The discussion at the Feb. 19 meeting lingered on whether stakeholders would have voting power over which scenarios would be included in the Reliability Needs Assessment.

“It looks like NYISO is developing all the scenarios without market input. Results are posted for consideration of feedback which NYISO may ignore, which may actually lead to way overbuilding the system,” said Martin Paszek, system and performance planner for Consolidated Edison. “Why not give the market a vote on what scenarios go forward?”

This question seemed to confuse Lin, who said stakeholders would be able to comment on scenarios and base case assumptions during the process. Zackary Smith, vice president of system planning for NYISO, also stepped in to reinforce that stakeholders would be involved at the start of base case development through the process.

“Ultimately this will result in the same vote that there is today in the process,” Smith said. “We document all of that in the Reliability Needs Assessment report, which goes in front of the Operating Committee and Management Committee for two separate stakeholder votes.”

Kevin Lang, representing New York City, said this missed Paszek’s point that stakeholders should have input on the scenario development process. Smith said stakeholders would be encouraged to provide feedback under the proposed process.

“The point is that we are giving NYISO all the power in this case,” Paszek said. “There is a difference between feedback and … having some real market input. There’s a huge difference.”

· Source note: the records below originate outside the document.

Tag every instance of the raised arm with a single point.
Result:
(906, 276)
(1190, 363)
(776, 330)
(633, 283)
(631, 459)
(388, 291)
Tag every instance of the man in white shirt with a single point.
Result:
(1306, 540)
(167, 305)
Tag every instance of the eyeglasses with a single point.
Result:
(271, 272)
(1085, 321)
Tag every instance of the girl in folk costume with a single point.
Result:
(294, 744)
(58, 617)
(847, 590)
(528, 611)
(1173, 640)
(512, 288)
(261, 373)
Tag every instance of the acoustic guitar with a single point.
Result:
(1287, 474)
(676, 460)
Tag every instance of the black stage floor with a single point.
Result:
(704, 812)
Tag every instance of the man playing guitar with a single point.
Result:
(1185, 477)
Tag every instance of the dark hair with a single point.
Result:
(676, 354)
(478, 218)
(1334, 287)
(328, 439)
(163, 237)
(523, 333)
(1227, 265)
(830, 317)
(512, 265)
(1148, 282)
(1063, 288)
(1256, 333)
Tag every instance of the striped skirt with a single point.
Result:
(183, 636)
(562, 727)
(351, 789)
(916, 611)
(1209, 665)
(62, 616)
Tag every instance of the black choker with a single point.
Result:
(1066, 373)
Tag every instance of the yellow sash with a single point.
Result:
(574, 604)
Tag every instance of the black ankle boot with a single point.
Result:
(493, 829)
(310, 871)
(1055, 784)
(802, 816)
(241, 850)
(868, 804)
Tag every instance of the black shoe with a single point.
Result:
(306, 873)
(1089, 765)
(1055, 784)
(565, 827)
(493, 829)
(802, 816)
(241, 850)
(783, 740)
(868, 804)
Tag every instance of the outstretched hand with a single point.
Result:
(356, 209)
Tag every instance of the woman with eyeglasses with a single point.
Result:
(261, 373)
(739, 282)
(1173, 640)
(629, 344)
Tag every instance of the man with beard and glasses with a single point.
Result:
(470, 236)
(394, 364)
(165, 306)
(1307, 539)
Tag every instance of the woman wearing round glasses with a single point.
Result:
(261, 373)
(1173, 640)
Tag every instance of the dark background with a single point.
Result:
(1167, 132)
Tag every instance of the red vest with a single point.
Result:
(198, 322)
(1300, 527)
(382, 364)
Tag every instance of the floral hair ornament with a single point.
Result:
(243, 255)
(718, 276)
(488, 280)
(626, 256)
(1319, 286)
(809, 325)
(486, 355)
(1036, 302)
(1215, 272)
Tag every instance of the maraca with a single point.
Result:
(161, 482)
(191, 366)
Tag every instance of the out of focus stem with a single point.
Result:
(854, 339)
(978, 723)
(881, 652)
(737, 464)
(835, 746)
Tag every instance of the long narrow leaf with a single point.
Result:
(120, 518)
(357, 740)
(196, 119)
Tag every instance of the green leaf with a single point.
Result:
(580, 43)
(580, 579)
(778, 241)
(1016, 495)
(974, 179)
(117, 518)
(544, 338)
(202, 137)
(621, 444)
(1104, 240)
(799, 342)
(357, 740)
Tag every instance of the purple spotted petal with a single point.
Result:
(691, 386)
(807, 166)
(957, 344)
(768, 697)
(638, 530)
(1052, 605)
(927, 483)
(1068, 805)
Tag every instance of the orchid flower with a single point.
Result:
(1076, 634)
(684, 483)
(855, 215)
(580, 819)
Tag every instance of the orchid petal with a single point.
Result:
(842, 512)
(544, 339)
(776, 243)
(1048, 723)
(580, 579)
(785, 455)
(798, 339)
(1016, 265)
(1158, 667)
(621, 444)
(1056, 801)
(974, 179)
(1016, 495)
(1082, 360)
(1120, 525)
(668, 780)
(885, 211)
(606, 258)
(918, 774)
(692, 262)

Another stakeholder asked whether the ISO would be able to provide calculated probabilities of the likelihood of each scenario. Lin said given the number of inputs into the calculation, this was not feasible with NYISO’s current workflow.

“We’re talking about the things that keep me up at night,” Lin said. “With large loads, for example, it’s almost impossible to say if this load is coming online with 50% likelihood or 20%. … There is very little transparency, not because NYISO isn’t trying, but because that’s just how the load centers are.”

Lin detailed how NYISO would define and consider the magnitude, urgency, severity of impact, number of scenarios and duration over the planning horizon for determining whether something constituted a reliability violation.

“It’s important to us moving ahead with any scenario planning that it is not in any way, shape or form turned into some formulaic default,” Smith said. “I want us to take a balanced approach to considering the uncertainty around demand forecasts, around generation mix, and everything else that goes into our planning.”